So how does this impact our son?  He told me just the other day that he’s decided he’s not going to work for anyone else but be his own boss.  Entrepreneur in training I’d say. (Making a Living Without a Job, revised edition: Winning Ways for Creating Work That You Love)

cultural learning

Cultural Learning

Besides learning how to make a living, I’ve had to learn how to navigate a different culture since moving to Mexico. This includes not only learning new vocabulary but also learning how things are done. I know that I’m far from proficient, but I think I’ve made some progress. I accredit my minuscule advancement to my willingness to make a lot of mistakes and ask endless questions. Who would have thought I’d have to relearn how to bury a person (See Mass and Burial–Mexican Style) or how to shop for groceries?  How about learning how to wash clothes in the stream?  Or how to buy land?

natural

Natural Learning

As a family, we look for opportunities to learn about our natural surroundings on day-trip adventures.  I’ve recently discovered iNaturalist. Now I can upload all those photos of pretty flowers, and someone somewhere will identify them for me. From there, I can research how the local natural world might be useful (See Natural healing) now that my two main sources of Mexican home remedies, my mother-in-law and my husband’s grandmother, have died.  I’ve learned how to make a tea for stomachaches, use aloe to aid in wound healing, dry feverfew and use agave.  I have so much more to learn!

caves

Cave exploration outside of Cerano, GTO.

Learning in the next generation

Because of our family philosophy, we encourage independent learning of our now 13-year-old son.

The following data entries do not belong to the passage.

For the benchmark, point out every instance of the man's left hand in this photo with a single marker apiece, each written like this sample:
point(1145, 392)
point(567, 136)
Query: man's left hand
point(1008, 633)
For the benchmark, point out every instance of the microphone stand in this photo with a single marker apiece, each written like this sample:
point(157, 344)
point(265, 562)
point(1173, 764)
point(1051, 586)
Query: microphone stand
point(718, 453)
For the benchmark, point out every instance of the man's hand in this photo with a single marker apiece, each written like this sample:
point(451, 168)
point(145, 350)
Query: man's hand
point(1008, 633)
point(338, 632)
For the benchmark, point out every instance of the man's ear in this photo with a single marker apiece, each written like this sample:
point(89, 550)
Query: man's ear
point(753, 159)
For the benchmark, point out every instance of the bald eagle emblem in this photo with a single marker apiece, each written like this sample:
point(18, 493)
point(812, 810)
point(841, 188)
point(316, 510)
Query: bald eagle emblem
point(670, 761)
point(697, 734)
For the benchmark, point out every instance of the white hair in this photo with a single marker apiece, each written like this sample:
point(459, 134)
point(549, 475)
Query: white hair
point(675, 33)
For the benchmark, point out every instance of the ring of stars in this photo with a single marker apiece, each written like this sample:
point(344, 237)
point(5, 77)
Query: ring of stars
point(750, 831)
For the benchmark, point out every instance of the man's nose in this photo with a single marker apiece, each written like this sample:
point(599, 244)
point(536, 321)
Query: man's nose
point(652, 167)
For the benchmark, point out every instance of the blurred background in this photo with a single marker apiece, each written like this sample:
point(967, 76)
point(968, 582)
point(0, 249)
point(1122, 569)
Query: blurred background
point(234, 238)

He wanted to learn how to play soccer, we made sure that became a reality A few months ago, he asked if there were any teachers that I knew that could teach him Portuguese. I asked the Worldschoolers group on FB and was referred to Duolingo. My son has been regularly progressing through the beginning Portuguese course online. He uses it to chat with Brazilian Minecraft players. (See Hey Parents. What Minecraft is doing to your kids is kind of surprising) He thinks he might learn Vulcan after he finishes the Portuguese course.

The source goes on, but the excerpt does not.